Ridicule followed the bell around for decades, but it worked. She trained us like some of Pavlov's best dogs. However, it was obviously an imperfect system. The bell was often misplaced, I think it was hidden on purpose but I was not the culprit, this would result in chaos days until the bell finally revealed itself once more. The majority of the post-bell period was more like controlled chaos. If I ever felt the need to snap a hurtful retort to something then I'd just catch a ding. A few dings was no big deal but every once in a while I felt like I was on a game show. 

I'm looking at that very same bell right now. After she died I found it and I took it and I didn't tell anyone I had it until last week when I sent a picture to my mother. Everyone had thought it was missing never to return (most explained the disappearance on my grandpa, who now has serious dementia issues and loses things constantly). I claimed it as my own. It feels like spoil of war that I've won through all my hard work over the years dishing out better than I received. 

Why the bell and not simply seclude or exclude me? Well, firstly that seems excessive even for this group. Secondly, I have more or less always carried the philosophy that retaliatory strikes are somehow more morally permissible. Ethically ambiguous instead of simply cruel or mean. Derision aimed at my younger brother or grandmother was never permitted. It was answered swiftly with a bell worthy insult nearly every time. I love banter and can shit-talk with the best but I also understand the nuance between the two. I felt like I was deftly navigating between the two but I was a kid and pretty dense at the time. I still am but I flow better now.

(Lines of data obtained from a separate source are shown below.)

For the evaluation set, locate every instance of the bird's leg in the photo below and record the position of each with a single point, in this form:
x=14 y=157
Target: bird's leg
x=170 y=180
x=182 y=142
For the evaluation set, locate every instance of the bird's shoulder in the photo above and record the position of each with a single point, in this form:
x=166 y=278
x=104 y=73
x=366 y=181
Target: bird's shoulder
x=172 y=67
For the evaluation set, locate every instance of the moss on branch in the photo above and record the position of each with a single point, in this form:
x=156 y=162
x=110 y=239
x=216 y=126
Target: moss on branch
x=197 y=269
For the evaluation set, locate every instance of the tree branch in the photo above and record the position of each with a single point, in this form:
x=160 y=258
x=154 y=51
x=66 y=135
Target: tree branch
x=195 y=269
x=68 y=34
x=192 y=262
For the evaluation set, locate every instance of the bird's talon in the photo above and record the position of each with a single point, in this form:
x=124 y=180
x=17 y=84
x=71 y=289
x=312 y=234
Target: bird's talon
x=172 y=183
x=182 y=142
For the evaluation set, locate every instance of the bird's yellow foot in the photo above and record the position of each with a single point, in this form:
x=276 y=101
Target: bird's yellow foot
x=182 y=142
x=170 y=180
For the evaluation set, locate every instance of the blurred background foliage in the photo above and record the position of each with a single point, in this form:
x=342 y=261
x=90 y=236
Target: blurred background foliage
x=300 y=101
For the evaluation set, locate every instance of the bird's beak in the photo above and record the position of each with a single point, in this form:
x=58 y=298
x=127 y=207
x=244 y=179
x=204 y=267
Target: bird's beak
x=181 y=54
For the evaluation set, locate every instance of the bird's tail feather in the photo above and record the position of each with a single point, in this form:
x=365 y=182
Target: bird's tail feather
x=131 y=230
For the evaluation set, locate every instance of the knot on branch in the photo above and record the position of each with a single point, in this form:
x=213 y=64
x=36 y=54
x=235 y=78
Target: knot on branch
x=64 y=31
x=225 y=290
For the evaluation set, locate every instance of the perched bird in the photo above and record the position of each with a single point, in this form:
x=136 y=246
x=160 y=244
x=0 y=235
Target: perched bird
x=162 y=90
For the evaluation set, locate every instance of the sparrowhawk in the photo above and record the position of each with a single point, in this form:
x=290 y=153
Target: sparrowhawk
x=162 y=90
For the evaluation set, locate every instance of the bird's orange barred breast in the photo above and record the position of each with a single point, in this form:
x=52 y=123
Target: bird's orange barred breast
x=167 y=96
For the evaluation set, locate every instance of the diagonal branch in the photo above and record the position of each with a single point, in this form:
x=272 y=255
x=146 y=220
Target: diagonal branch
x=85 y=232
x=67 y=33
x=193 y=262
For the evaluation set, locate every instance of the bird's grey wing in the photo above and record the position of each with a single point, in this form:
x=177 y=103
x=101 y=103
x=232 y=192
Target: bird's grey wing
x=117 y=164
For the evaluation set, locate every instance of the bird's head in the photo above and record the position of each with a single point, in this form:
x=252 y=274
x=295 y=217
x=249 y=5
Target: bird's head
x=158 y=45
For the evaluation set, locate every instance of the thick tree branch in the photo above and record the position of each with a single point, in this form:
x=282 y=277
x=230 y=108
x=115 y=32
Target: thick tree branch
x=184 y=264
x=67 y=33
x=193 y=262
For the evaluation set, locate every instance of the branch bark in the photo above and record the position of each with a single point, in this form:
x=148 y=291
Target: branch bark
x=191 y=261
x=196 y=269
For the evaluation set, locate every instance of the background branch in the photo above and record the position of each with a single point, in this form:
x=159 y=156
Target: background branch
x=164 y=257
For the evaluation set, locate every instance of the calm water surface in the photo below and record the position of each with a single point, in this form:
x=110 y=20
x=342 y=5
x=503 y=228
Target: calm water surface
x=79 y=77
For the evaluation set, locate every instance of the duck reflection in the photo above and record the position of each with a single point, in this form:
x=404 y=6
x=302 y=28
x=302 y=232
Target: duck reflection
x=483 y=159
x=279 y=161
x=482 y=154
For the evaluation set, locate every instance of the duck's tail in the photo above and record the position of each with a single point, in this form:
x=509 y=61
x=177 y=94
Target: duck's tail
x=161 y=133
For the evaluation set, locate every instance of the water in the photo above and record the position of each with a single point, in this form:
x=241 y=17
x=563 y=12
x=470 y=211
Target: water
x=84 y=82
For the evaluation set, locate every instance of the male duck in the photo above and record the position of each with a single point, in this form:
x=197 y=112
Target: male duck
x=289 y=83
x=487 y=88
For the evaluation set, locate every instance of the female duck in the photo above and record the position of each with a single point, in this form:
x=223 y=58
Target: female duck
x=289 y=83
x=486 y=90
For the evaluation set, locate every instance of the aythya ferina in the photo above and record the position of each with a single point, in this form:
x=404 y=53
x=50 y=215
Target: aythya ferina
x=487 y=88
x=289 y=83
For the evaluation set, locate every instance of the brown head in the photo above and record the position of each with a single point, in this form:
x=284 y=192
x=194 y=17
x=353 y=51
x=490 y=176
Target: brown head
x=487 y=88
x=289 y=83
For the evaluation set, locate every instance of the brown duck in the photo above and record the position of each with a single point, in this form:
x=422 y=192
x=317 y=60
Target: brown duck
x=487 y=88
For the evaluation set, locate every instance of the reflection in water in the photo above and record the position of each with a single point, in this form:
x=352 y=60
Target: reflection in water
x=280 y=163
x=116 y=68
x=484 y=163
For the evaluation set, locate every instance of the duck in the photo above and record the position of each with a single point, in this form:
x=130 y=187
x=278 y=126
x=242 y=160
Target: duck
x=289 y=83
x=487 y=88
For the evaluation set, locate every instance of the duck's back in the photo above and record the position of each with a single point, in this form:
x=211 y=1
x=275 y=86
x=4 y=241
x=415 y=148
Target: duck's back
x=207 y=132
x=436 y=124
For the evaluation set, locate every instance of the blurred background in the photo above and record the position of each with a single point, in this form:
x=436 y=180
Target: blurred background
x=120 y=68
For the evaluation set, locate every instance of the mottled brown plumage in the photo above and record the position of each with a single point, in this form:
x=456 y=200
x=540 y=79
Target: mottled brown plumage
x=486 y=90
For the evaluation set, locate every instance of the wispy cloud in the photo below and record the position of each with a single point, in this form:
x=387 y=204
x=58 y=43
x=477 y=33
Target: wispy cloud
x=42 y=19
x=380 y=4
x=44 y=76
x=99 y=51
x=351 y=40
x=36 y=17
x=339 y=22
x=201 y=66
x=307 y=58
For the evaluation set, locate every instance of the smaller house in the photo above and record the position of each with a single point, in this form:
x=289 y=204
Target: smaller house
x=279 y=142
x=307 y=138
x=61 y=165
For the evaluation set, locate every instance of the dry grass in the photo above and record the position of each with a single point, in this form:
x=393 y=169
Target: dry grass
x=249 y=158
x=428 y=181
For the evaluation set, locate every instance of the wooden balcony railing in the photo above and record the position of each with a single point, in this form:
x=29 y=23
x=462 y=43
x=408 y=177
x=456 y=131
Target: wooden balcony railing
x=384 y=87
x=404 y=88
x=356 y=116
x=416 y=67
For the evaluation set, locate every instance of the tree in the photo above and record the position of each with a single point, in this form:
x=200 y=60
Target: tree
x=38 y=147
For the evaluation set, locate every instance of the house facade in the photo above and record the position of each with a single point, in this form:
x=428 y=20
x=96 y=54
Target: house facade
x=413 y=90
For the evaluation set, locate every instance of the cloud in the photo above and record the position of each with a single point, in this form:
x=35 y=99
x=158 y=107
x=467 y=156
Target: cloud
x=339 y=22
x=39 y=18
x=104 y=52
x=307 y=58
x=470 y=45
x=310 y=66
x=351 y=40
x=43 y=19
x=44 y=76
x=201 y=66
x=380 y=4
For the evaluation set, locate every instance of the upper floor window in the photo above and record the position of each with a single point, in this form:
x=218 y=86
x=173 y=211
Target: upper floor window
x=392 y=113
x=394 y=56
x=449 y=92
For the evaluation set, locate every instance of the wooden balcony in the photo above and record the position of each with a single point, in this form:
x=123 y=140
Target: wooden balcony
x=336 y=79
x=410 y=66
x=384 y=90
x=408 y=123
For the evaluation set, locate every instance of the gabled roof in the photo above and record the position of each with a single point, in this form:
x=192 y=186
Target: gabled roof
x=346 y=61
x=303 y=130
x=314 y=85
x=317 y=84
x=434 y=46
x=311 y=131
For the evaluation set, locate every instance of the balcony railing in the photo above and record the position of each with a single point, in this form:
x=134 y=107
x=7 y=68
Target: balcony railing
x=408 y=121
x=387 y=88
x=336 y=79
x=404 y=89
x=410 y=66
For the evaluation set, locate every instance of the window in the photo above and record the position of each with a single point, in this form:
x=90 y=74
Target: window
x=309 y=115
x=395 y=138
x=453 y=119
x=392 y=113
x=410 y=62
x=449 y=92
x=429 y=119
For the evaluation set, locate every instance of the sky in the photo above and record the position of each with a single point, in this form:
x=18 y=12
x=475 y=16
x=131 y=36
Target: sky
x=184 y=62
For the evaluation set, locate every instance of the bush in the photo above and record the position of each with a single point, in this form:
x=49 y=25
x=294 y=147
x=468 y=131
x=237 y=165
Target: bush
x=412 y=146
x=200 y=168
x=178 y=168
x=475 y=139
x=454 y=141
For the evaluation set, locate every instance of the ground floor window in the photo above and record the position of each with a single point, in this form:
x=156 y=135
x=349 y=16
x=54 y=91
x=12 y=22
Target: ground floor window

The bell was a compromise, an effort to moderate the good points on both sides. I have no idea what they actually thought of my occasional belligerence but I hoped I was some kind of protector for the two of us that usually did not speak up in their own defense. Do I believe they needed it? Yes, at the time. I have no idea now, maybe I interfered too early and all I accomplished was transforming myself into a part time bully's bully. I chose my fights and went hard with conviction. 

I saw myself as a kind of mean old junkyard dog. He's not getting out of his house for random folks going about their business. He's only concerned with the guy trying to jump the fence. That guy is gonna get his throat ripped out. I thought of myself as some kind of disinterested protector. Like some samurai that everyone thinks is sleeping but he's been listening the whole time. Suddenly he snaps into action and swiftly slits a throat and stabs an eye and then there's silence again.

Has anyone ever seen me as a protector or am I still that belligerent youth? How much of my identity is defined by the way others perceive me? The impossible veil between minds has descended again to thwart my efforts. What does it matter how I think I'm being perceived if it may be so wildly different from reality? 

The problem with this is in even thinking about being perceived. If I wanted to protect my grandmother from foul words directed at her, why not simply do it and be done with it? Why do I need to persist in the belief or even write about it today? Mindfulness is something I only learned later in life and have only in the last year or so started to practice actively. It would have helped during these dinners.